The Bourne Legacy Review

Bourne Legacy, The
As Jason Bourne closes in on his identity in New York, an even shadier division of the US Secret Service decides to tidy up loose ends. However, experimental super-agent Aaron Cross (Renner) isn’t so willing to be trashed.

by Ian Nathan |
Published on
Release Date:

13 Aug 2012

Running Time:

135 minutes

Certificate:

12A

Original Title:

Bourne Legacy, The

Listen up, people. Treadstone was just the tip of the iceberg. This goes further than you can possibly imagine. Shit has metastasised. And further words to that effect, eloquently discharged by a fulminating Edward Norton in the role of decent-actor-at-headquarters-scowling-at-computer-screens. The Bourne Legacy, with erstwhile Bourne-scribe Tony Gilroy replacing the (as swiftly becomes apparent) irreplaceable Paul Greengrass as director, and Jeremy Renner imitating the (just as obviously) inimitable Matt Damon, certainly does what is expected of it. We’ll dash about the globe with our persecuted spy, trashing places in fevered vérité, while the suits lock horns back home. But this sideways-sequel is so ham-fisted, so constipated with gravid exposition, you’ll be dashing home to weep hot, bitter, Damonless tears over your Bourne box set. We’re in a Bond movie and stuck with 006.

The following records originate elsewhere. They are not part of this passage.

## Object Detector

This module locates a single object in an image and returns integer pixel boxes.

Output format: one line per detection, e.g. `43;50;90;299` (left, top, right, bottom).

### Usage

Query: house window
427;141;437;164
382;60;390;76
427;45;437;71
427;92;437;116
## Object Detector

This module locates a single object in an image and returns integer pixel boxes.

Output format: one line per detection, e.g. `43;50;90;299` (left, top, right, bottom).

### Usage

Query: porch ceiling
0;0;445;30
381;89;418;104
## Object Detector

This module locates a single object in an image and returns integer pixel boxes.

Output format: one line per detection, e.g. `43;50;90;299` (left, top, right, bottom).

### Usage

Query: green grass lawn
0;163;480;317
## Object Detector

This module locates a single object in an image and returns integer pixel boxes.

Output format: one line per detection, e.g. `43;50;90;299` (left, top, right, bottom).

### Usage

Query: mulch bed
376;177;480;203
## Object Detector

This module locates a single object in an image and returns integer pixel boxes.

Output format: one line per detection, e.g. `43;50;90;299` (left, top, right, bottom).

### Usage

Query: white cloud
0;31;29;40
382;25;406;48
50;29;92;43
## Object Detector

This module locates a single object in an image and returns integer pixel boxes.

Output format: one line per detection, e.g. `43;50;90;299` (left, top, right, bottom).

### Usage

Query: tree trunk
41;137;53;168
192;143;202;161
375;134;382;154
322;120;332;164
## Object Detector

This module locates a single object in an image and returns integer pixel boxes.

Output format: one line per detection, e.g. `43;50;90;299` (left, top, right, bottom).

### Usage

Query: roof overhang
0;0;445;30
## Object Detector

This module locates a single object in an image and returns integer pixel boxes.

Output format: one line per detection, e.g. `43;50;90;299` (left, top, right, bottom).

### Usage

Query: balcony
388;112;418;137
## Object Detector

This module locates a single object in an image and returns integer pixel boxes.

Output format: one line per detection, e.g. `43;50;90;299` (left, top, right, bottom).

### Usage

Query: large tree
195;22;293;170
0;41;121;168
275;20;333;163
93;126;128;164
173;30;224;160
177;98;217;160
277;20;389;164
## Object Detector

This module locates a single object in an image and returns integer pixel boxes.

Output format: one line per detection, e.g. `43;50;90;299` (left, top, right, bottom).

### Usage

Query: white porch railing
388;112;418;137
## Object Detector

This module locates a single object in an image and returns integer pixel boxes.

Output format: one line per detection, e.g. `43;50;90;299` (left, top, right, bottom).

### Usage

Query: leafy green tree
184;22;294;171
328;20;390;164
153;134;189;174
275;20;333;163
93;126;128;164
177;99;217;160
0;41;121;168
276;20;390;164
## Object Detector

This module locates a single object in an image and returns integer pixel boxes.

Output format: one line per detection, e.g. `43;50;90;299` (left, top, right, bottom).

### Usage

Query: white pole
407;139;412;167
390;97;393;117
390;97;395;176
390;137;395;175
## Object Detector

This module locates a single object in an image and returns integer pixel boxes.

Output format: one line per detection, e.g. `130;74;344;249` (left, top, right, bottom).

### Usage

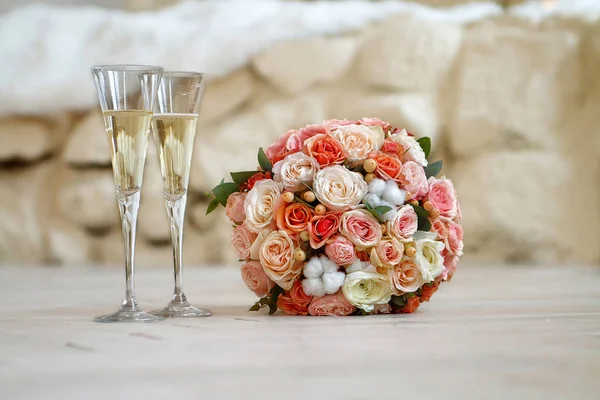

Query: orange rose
369;153;402;181
277;203;314;234
308;213;341;249
304;134;347;167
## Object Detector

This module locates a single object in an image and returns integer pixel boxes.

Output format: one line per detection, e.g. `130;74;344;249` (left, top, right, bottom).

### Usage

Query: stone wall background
0;1;600;266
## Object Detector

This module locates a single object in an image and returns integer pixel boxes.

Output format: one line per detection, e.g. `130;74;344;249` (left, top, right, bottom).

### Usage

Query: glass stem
117;191;140;311
165;193;187;303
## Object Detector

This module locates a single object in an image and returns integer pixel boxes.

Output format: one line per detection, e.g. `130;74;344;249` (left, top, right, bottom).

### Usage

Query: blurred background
0;0;600;267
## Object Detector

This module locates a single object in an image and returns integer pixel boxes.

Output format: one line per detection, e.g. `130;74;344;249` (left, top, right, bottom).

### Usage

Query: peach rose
371;238;404;268
225;192;246;224
325;235;356;265
277;203;314;234
340;210;382;250
308;212;340;249
448;222;464;256
286;124;329;152
259;231;302;290
369;152;402;181
331;125;385;161
400;161;429;200
265;130;296;164
231;224;258;260
304;134;347;167
387;204;419;242
388;258;426;296
308;290;354;317
427;176;458;218
241;261;273;297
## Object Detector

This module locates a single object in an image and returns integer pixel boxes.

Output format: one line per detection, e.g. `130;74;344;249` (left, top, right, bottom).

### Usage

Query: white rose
331;124;385;161
273;152;319;191
389;129;427;167
342;269;392;312
414;231;445;283
312;165;367;214
244;179;282;233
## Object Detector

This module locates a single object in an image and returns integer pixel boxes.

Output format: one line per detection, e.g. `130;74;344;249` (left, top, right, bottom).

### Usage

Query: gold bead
302;190;315;203
423;200;433;211
315;204;327;215
363;159;377;173
283;191;294;203
294;249;306;261
300;231;310;242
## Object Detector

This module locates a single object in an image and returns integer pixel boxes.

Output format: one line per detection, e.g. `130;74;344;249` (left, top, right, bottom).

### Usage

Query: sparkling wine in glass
92;65;163;322
152;72;212;317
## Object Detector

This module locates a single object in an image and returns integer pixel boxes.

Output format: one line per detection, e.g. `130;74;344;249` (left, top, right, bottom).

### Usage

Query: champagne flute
152;72;212;317
92;65;163;322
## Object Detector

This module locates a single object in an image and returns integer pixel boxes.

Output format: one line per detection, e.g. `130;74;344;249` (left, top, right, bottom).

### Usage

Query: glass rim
91;64;163;72
162;71;204;78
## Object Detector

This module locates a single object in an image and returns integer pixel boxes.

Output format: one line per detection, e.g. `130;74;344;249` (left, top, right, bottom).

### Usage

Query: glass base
150;301;212;318
94;307;165;322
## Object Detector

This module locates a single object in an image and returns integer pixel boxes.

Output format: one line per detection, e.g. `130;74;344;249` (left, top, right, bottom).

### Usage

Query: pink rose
441;254;460;281
448;222;464;256
286;124;329;152
340;210;382;249
241;261;273;297
427;176;458;218
371;238;404;268
308;290;354;317
358;117;392;132
225;192;246;224
325;235;355;265
231;224;258;260
265;130;296;164
400;161;429;200
430;218;448;243
387;204;419;241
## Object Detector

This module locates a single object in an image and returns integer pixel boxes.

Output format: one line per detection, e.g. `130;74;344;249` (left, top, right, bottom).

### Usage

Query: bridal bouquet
207;118;463;315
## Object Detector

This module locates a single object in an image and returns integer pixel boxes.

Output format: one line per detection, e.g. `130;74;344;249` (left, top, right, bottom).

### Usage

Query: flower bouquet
207;118;463;315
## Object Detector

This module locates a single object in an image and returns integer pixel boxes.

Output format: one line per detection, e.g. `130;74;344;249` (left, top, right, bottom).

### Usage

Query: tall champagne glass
92;65;163;322
152;72;212;317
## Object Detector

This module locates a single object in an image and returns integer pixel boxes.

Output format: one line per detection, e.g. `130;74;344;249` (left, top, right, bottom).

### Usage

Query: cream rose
273;153;319;191
312;165;367;214
260;231;302;290
371;238;404;268
388;258;428;296
331;124;385;161
414;232;446;283
342;263;392;312
389;129;427;167
244;179;282;233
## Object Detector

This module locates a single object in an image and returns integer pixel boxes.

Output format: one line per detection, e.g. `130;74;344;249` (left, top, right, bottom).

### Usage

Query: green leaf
425;160;442;178
411;204;431;232
213;182;240;206
206;199;221;215
417;136;431;158
258;147;273;172
231;171;257;185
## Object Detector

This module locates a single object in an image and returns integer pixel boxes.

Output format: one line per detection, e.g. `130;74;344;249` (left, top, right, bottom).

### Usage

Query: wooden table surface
0;267;600;400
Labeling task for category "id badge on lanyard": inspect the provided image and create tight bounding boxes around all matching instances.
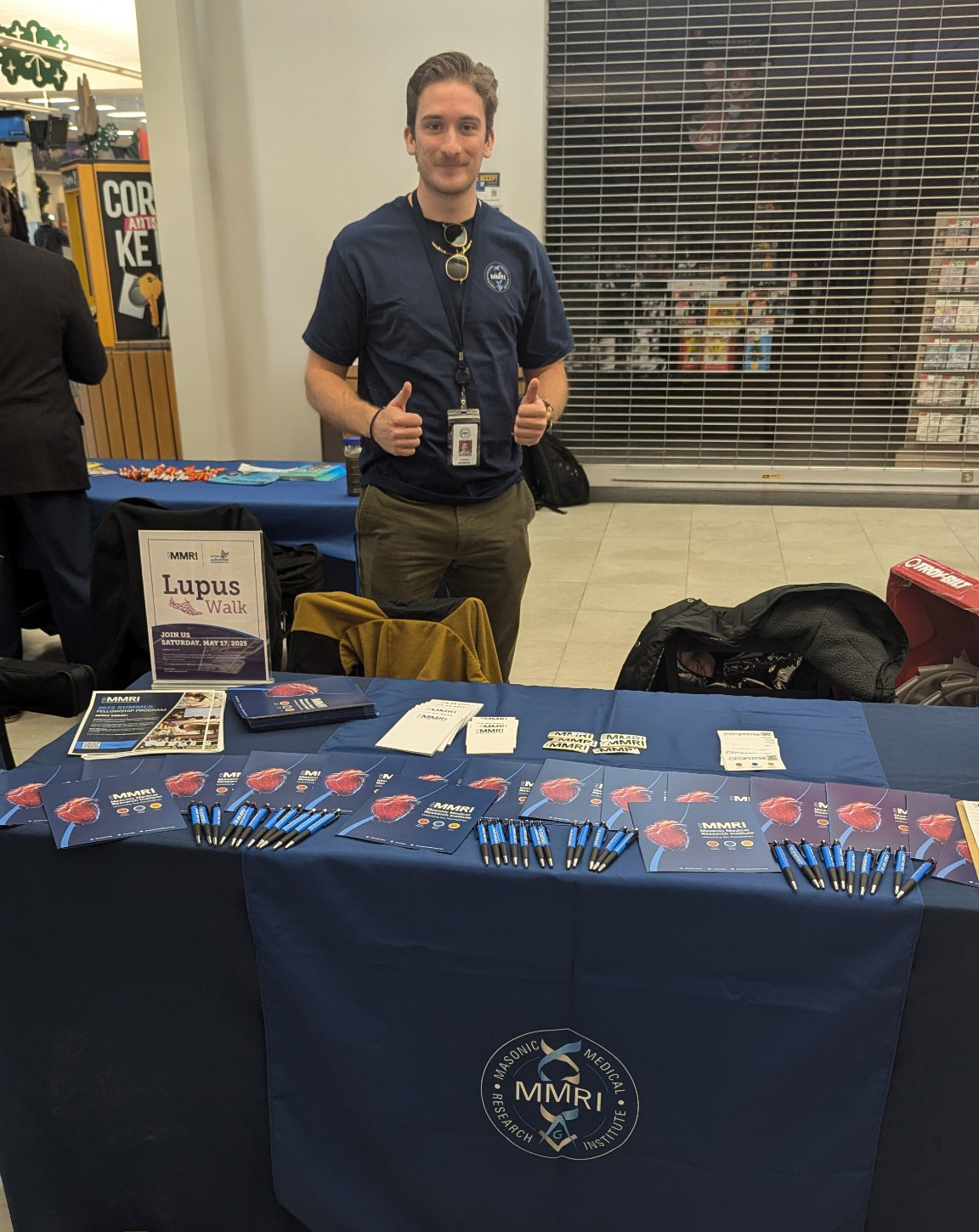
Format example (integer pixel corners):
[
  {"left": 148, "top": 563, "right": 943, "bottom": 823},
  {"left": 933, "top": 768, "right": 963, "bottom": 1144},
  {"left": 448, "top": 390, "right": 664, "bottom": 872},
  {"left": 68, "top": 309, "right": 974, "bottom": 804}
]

Renner, already facing the uphill task of not being Damon, finds no sure ground for his character. He can do the physical stuff, but his deadpan keeps slipping into a sneer. We’re unsure we even want him saved. Renner is at his best with a faint note of sarcasm; Damon’s flickers of existential crisis are beyond him.

You can partly blame the script. Rather than shackled with memory loss, Cross is a military-grade junkie — he and fellow ‘Outcome’ agents are hooked on “chems”. Blue and green pills that boost healing and intelligence like videogame power-ups. Sound familiar? It’s the crazy “headache” subplot from The Bourne Identity Greengrass sensibly jettisoned. As explained by mires of virus-related gobbledyspeak, Cross and less adept black ops miseries are nigh-on bioengineered X-Men. And Renner plaintively informs us that if he doesn’t get some blues quick, he’s in grave danger of going full retard. Which, frankly, is spoof-grade blarney.

As a scientist who knows too much and hooks up with our hero, Rachel Weisz at least contributes some emotional gusto, running the gamut from sobbing wreck to nervy sidekick to (potential) love interest, but she is basically there to cling to the back of a motorcycle.

The original Bourne trilogy, fast resembling neo-espionage classics, was set within sight of the real world — we felt the heft and hardship of the action. For all the whip-pans and juddering momentum, Greengrass convinced us of the gravity-defying leap from roof to window, or the terrifying brunt of an incoming Trabant. When we finally get to the action, Gilroy does nothing honestly. As Cross plunges between vertical walls, the view cuts away before he lands. As he slews a motorbike down a stone partition, our sight is obscured. Essential Bourne-thrills reduced to the shredded facsimile of a master-craftsman. Being kind, you might say Legacy lacks its own identity. The reality is, this shit really has metastasised. Cue: Moby.

As earnestly as they have tried to continue the formerly excellent spy series, everything Gilroy and crew concoct only serves to mock the excellence and passion with which Greengrass delivered his films.